Gordie Howe died Friday at age 88, but the legacy of "Mr. Hockey" lives on in the record books and in all those stories and photos he left behind. He was an icon chiseled onto hockey's Mount Rushmore, but he never acted like it. He was tough and vicious on the ice, but warm and gentle off the ice, with a wicked, witty sense of humor.
Where he came from shaped him as a player and person. He was born in Floral, Saskatchewan, and grew up in Saskatoon during the Great Depression as the sixth of nine children. He learned to skate on icy roads, backyard rinks, the Hudson Bay Slough and the South Saskatchewan River. He built his legs carrying pails of water to a house with no indoor plumbing, and his hands and arms by carrying 90-pound bags of cement to work.

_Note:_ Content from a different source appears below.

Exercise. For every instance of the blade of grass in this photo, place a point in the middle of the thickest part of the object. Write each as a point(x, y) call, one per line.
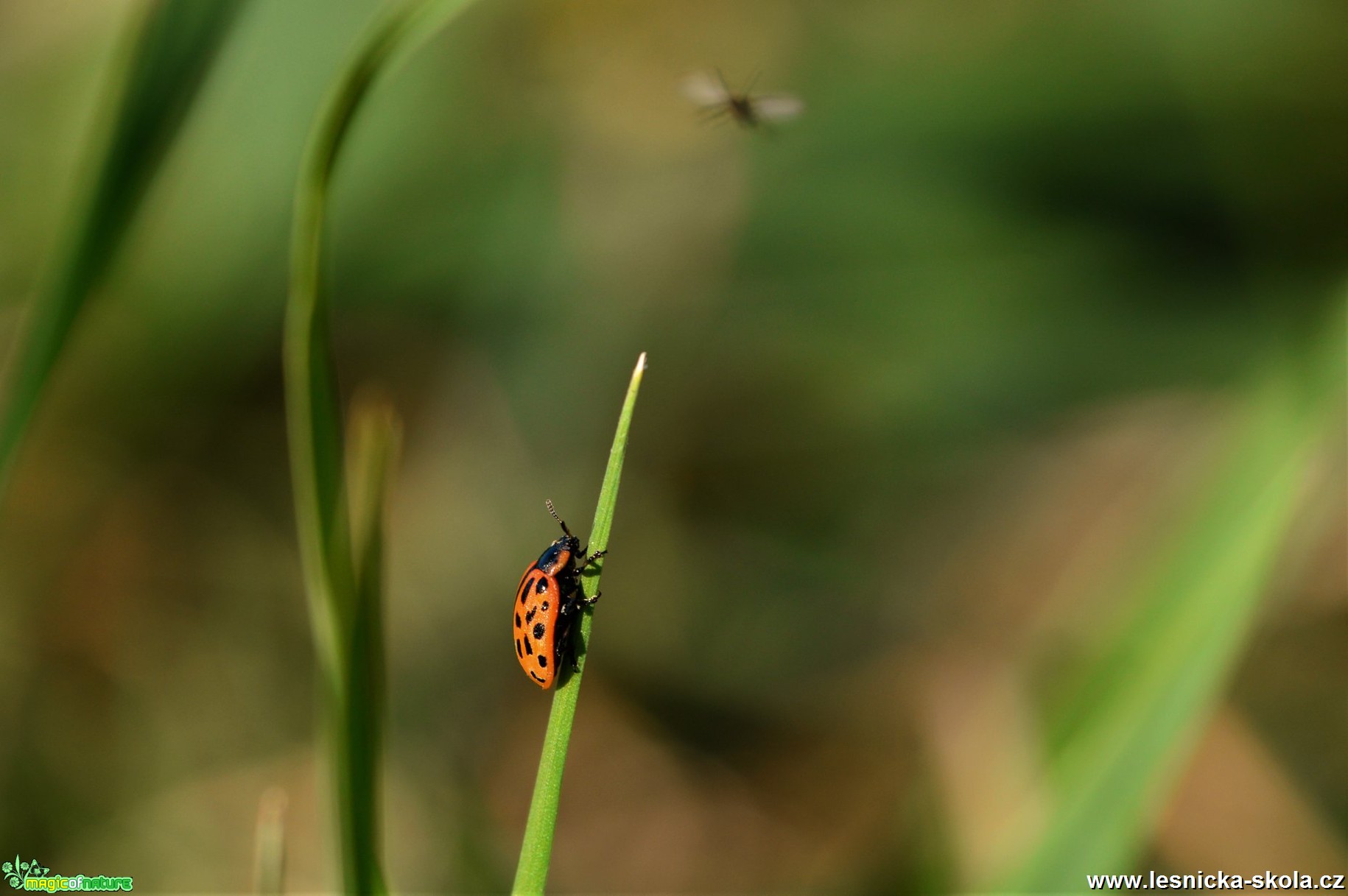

His accomplishments were legendary. He played his first NHL game at 18 and his last at 52. In between, he had 801 goals and 1,850 points in the NHL, plus another 174 goals and 508 points in the World Hockey Association. Six times each, he won the Art Ross Trophy as the NHL's scoring champion and the Hart Trophy as the League's most valuable player. Four times, he won the Stanley Cup.

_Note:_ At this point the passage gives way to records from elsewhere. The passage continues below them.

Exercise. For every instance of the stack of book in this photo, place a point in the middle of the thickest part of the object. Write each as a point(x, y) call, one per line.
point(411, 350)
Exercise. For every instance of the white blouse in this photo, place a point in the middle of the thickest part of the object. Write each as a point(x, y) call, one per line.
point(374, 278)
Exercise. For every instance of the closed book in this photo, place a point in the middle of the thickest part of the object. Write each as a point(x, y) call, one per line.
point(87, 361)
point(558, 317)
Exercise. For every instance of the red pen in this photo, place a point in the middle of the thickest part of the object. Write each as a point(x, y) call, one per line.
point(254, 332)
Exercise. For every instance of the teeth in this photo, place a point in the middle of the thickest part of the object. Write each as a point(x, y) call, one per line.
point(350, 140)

Bobby Hull was 10 when he first saw Howe. It was 1949, and he waited with his parents in the sleet and rain outside Maple Leaf Gardens so he could rush through the turnstiles and claim standing room behind the blues. Toward the end of the first period, Howe stepped over the blue line and snapped those thick wrists, and Leafs goaltender Al Rollins fished the puck out of the net behind him.
"Robert," Hull's father told him, "when you can shoot the puck like that, you can play in this League."
Hull got Howe's autograph after the game on a pack of his father's cigarettes.
"My inspiration," Hull once called him.
Wayne Gretzky was 11 when he met Howe. It was 1972, and he visited Howe at a hotel before a banquet that night. A photographer from Gretzky's hometown paper in Ontario, the Brantford Expositor, asked for a picture. Howe took a stick and put the blade around Gretzky's neck. It became a classic, one of the images Gretzky has been asked to autograph most often in the years since.